Catching Up

Ken AshfordGay Marriage, In Passing, Popular Culture, Sex Scandals, Sex/Morality/Family Values, Women's IssuesLeave a Comment

The merry month of May is a busy one.  Fortunately, not a lot is happening news-wise upon which I feel the urge to pontificate at length.  However, I few tidbits are worth at least a passing mention:

  • Yay, Ireland for the feckin’ landslide to legalize same-sex marriage.  Significant, I think, in light of the strong Catholic sentiment there.  Seems that Rome is really out of lockstep with much of the flock.
  • Mad Max: Fury Road is everything people say it is, for better or worse.  It’s adrenaline, which means that even if you don’t like it, you’ll enjoy the incredible effort that must have gone into making it.  Steampunk Mario Brothers, as they say.
  • RIP John Nash:

    John Forbes Nash Jr., a mathematical genius whose struggle with schizophrenia was chronicled in the 2001 movie “A Beautiful Mind,” has died along with his wife in a car crash on the New Jersey Turnpike. He was 86.Nash and Alicia Nash, 82, of Princeton Township, were killed in a taxi crash Saturday, state police said. A colleague who had received an award with Nash in Norway earlier in the week said they had just flown home and the couple had taken a cab home from the airport.

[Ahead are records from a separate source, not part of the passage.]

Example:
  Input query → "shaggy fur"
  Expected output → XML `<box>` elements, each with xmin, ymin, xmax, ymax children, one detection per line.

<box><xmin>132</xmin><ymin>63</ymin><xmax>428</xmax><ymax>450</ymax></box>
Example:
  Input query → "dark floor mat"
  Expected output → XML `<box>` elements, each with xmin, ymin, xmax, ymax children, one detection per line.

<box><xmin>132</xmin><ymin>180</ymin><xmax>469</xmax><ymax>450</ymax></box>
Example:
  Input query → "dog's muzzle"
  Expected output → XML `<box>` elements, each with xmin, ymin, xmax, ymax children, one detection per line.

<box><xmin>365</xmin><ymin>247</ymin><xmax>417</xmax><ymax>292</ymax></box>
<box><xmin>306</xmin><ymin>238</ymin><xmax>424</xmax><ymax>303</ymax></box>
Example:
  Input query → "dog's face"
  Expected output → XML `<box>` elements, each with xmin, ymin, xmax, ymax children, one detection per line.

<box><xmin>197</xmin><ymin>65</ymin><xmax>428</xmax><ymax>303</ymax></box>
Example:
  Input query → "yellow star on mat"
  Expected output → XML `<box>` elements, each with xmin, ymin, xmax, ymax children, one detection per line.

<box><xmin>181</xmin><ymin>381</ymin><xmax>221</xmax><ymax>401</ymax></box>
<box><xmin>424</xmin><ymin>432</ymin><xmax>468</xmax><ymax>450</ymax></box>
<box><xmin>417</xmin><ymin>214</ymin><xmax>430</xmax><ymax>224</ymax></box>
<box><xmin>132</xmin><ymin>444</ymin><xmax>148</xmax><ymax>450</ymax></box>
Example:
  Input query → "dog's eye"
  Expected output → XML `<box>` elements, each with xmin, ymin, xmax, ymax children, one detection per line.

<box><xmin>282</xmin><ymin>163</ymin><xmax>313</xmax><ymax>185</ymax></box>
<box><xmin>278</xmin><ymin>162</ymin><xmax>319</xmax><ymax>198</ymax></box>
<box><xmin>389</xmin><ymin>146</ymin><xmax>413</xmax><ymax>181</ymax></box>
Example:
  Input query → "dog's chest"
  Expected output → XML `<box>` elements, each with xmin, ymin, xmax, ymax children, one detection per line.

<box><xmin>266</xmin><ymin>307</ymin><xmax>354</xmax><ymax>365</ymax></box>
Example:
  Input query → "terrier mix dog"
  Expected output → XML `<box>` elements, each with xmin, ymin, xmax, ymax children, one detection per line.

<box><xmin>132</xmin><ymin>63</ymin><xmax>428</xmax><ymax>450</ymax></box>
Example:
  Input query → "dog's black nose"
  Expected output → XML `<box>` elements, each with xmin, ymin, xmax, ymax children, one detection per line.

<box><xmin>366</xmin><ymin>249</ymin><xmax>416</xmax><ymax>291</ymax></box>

  • The Josh Duggar apologia from the Christian right has been pretty sickening.  The speed with which they “forgive” and pray for Josh Duggar is alarming.  Almost no mention of praying for his victims.  I’ve read so many articles that say, “Josh Duggar was wrong, BUT…..”.  And yes….. technically, he was an underage teen, but I don’t find that to be an excuse — at 17, you’re old enough to know not to molest your sisters and their friends in their sleep.  More importantly, we are learing more about the Duggar’s “purity culture’, and what it does to silence its victims.  And of course, all the forgiveness overlooks the ugly cover-up where the Arkansas Republicans worked to get the police record of the investigation into Josh’s assaults expunged.
  • This will probably develop into a more full post at some point, but I can’t quite get on board with the objections from some womens’ groups about the “gratuitous rape” scenes in HBO’s Game of Thrones.  First of all, anyone who has watched the series at all knows that the show doesn’t pull any punches on a number of fronts.  Incest, horrific and bloody murders, rapes…. they are all in there.  I don’t quite understand why, in Season 6, some people are suddenly finding one aspect of this dark dark show to be objectionable.  Secondly, speaking specifically of the rape of character Sansa Stark two weeks ago, it was not (compared to other GoT scenes) very graphic.  There was no nudity nor was it violent.  It was tame by Game of Thrones terms.  But it was a rape.  And notably, everyone agrees that the scene was exceedingly disturbing…. as depiction of rape should be.  To me, a gratuitous rape scene would be one which was clearly thrown in just to thrill and titillate the audience.  This was not that.  I recall many years ago when Edith Bunker was raped on an episode of the 1970s hit comedy All In The Family.  It was, to my knowledge, the first depiction of rape on television (although the actual rape was not shown).  There was the same sense (in some corners) of outrage — what is rape doing on the entertainment box?  Well, I understand that people don’t want their comedies, or violent medieval dramas, sullied with real-life horrors.  But rape happens, and it is ugly.  I don’t mind that ugliness in my fiction, as long as it is not glorified, and especially if it gets people talking about it.